3D Simulation of Hydrogen Deflagration in Port Environments

Published on June 08, 2026 | Translated from Spanish

The energy transition has driven the use of hydrogen as a clean fuel, but its storage in ports presents lethal risks. An accidental deflagration in a container terminal not only releases a supersonic pressure wave but also generates incandescent metal fragments. Modeling this phenomenon in 3D allows safety engineers to predict structural collapse zones and design more effective containment barriers before a real catastrophe occurs.

3D simulation of hydrogen deflagration in a port, with blast wave and incandescent metal fragments

CFD Modeling and Real-Time Explosion Dynamics 🔥

To simulate the deflagration, we use computational fluid dynamics (CFD) solvers such as OpenFOAM or Ansys Fluent, configuring unstructured meshes that capture the geometry of gantry cranes and silos. The chemical kinetics of hydrogen are resolved with laminar flame models, while the propagation of the blast wave is coupled to an explosion dynamics solver (Euler-Lagrange). Results show that, in an accidental scenario with continuous leakage, the gas cloud reaches the flammability limit in 1.2 seconds, generating an overpressure of 8 bar within a 15-meter radius. In contrast, a controlled deflagration with forced ventilation reduces the maximum pressure to 1.5 bar, limiting damage to superficial concrete damage.
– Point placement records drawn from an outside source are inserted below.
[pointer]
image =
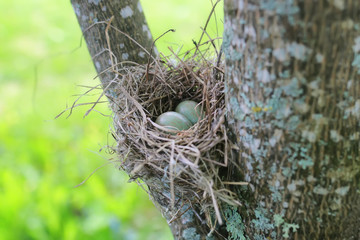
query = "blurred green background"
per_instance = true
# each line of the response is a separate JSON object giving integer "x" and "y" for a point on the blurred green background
{"x": 42, "y": 69}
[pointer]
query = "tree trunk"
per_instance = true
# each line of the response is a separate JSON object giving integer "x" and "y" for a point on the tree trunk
{"x": 116, "y": 32}
{"x": 293, "y": 95}
{"x": 293, "y": 100}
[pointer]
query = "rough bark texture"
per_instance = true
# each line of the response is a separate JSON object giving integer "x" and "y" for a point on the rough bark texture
{"x": 93, "y": 16}
{"x": 293, "y": 95}
{"x": 128, "y": 21}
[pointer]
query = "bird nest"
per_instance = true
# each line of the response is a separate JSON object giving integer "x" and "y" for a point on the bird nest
{"x": 190, "y": 162}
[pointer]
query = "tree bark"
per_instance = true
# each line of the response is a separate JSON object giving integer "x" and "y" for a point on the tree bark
{"x": 293, "y": 95}
{"x": 116, "y": 32}
{"x": 293, "y": 100}
{"x": 129, "y": 39}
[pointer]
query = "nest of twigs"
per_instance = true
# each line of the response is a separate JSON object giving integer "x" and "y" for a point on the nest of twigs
{"x": 191, "y": 160}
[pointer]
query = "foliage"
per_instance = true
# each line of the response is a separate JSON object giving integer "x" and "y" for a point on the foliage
{"x": 42, "y": 159}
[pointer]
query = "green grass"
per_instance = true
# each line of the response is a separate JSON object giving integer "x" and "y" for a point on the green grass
{"x": 42, "y": 159}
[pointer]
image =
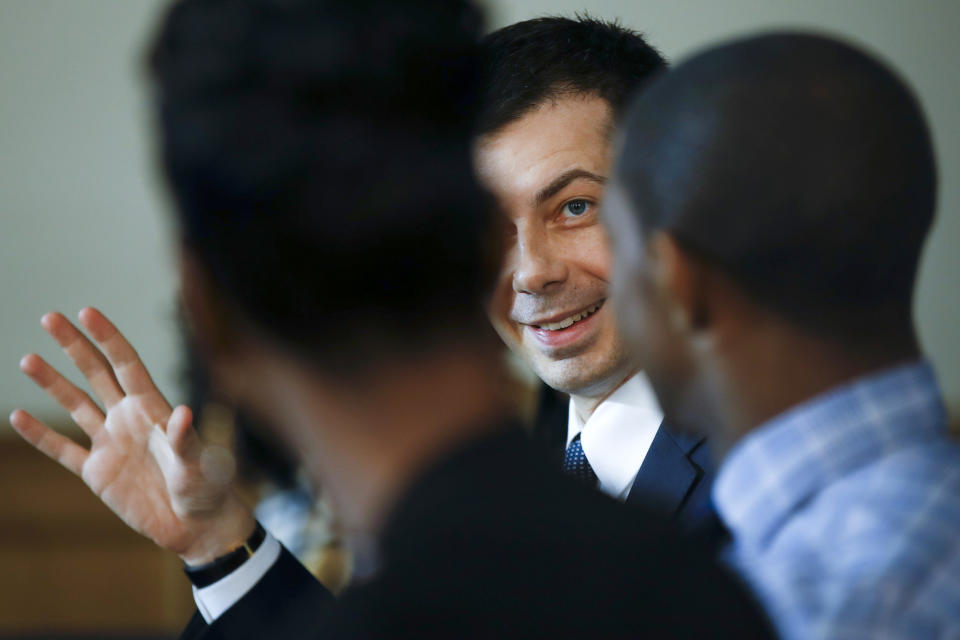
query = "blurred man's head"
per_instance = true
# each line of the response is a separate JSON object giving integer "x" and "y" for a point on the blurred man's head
{"x": 319, "y": 155}
{"x": 553, "y": 88}
{"x": 769, "y": 204}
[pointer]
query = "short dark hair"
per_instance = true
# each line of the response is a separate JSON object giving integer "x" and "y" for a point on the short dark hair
{"x": 801, "y": 166}
{"x": 319, "y": 157}
{"x": 531, "y": 62}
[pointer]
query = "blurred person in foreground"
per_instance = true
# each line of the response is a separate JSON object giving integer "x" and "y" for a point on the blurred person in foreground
{"x": 553, "y": 90}
{"x": 768, "y": 210}
{"x": 332, "y": 267}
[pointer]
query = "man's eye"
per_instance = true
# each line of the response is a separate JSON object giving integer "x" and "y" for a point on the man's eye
{"x": 576, "y": 208}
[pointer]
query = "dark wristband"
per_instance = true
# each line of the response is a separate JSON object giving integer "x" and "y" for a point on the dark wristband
{"x": 206, "y": 574}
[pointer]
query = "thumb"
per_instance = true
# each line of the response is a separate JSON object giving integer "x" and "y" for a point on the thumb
{"x": 181, "y": 435}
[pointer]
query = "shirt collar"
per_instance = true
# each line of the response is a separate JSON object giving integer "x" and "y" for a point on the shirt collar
{"x": 618, "y": 434}
{"x": 784, "y": 462}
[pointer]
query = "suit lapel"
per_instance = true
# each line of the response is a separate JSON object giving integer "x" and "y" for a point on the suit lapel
{"x": 667, "y": 476}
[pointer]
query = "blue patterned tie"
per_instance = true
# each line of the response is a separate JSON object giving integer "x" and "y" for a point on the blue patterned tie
{"x": 575, "y": 463}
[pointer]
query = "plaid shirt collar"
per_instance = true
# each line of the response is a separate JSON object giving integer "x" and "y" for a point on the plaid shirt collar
{"x": 772, "y": 471}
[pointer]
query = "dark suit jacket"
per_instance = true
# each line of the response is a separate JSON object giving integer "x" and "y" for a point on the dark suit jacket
{"x": 494, "y": 543}
{"x": 675, "y": 477}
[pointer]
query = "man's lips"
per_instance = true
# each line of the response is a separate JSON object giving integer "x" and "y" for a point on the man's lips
{"x": 568, "y": 332}
{"x": 561, "y": 321}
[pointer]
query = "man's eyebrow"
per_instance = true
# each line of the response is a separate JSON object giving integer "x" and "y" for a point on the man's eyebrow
{"x": 563, "y": 180}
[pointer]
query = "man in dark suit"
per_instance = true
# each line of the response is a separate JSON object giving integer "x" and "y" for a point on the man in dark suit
{"x": 332, "y": 266}
{"x": 553, "y": 89}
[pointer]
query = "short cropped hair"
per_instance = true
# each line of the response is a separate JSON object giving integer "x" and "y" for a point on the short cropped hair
{"x": 532, "y": 62}
{"x": 318, "y": 152}
{"x": 801, "y": 166}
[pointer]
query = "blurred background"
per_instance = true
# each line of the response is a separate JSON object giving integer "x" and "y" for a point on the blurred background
{"x": 83, "y": 223}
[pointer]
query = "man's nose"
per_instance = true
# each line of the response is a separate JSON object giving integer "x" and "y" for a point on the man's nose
{"x": 538, "y": 266}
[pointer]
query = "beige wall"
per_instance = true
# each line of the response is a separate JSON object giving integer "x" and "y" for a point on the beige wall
{"x": 82, "y": 214}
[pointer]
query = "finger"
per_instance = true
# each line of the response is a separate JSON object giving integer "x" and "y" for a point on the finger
{"x": 132, "y": 375}
{"x": 92, "y": 364}
{"x": 182, "y": 436}
{"x": 78, "y": 404}
{"x": 52, "y": 444}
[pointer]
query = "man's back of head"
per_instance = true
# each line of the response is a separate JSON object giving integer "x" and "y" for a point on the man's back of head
{"x": 801, "y": 166}
{"x": 318, "y": 153}
{"x": 769, "y": 210}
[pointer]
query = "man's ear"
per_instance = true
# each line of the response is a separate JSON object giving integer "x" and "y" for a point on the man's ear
{"x": 681, "y": 283}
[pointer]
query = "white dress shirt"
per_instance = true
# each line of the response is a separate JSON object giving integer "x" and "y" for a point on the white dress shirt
{"x": 213, "y": 600}
{"x": 618, "y": 434}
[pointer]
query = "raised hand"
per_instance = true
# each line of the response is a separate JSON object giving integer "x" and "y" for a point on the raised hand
{"x": 145, "y": 461}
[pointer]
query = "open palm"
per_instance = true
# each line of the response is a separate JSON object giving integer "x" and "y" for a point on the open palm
{"x": 145, "y": 460}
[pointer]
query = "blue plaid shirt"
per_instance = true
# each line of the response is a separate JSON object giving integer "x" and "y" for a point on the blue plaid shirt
{"x": 845, "y": 512}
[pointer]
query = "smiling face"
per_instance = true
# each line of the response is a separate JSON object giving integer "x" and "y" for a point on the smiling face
{"x": 547, "y": 171}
Visual Lessons for Disaster Prevention ⚠️

The visual comparison between both scenarios reveals a critical fact: in the accidental simulation, jets of unburned hydrogen travel at 340 m/s, igniting structures 50 meters from the source. However, the 3D model also demonstrates that installing metal deflector panels reduces fragmentation by 60%. These findings not only improve port evacuation protocols but also transform simulation into a forensic tool to redefine building codes in high-energy-risk zones.

How can 3D simulation of a hydrogen deflagration in port environments predict the propagation of the pressure wave and thermal radiation to optimize the design of storage infrastructure and mitigate the risks of chain explosions?

(PS: Simulating catastrophes is fun until the computer melts down and you are the catastrophe.)